By Candace Cortiella, The Advocacy Institute
If your child has an Individualized Education Program (IEP), it's essential that you understand how your state's "academic content standards" can be used to ensure strong academic achievement.
Although you may never have heard academic content standards mentioned in an IEP meeting, there are some important reasons you should be familiar with them:
Given the strong linkage to state standards - both in terms of school accountability and student stakes - it seems only logical that there should be an equally strong relationship between the content of a student's Individualized Education Program (IEP) and the academic content standards for a student's enrolled grade level.

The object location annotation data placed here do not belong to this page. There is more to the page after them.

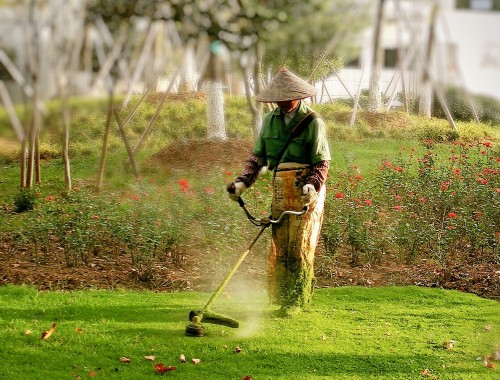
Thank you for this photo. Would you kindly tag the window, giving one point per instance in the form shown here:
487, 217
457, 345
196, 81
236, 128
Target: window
478, 5
353, 63
390, 57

Some states have begun to use this "standards-based" approach and have developed guidance for IEP teams. Many more have yet to begin to require a clear and meaningful alignment between IEPs and state content standards. Regardless of whether your state is promoting a standards-based approach to IEPs, you can begin to insist on a strong connection between IEP components and your state's academic content standards to improve your child's progress. This article provides definitions and background to help you understand this important issue.
State academic content standards specify what students are expected to know and be able to do. NCLB requires that state standards be coherent and rigorous, encouraging the teaching of advanced skills. Every state must have strong content standards for each of the following subjects and grades or grade clusters:
Reading: Grades 3, 4, 5, 6, 7, 8, and 10-12
Math: Grades 3, 4, 5, 6, 7, 8, and 10-12
Science: Elementary, middle school, and high school
Each state determines its own content standards. The content standards must be the same for all students - including students with disabilities. All students should have access to and be assessed on their enrolled-grade-level content standards. In a standards-based IEP process, IEP team members need to thoroughly understand and use state content standards to ensure that IEP components are aligned.
In a 2004 national survey, only seven states required that the IEPs of students with disabilities address state content standards and only 57 percent of special education teachers said they were "very" familiar with their state's academic content for the subjects they teach.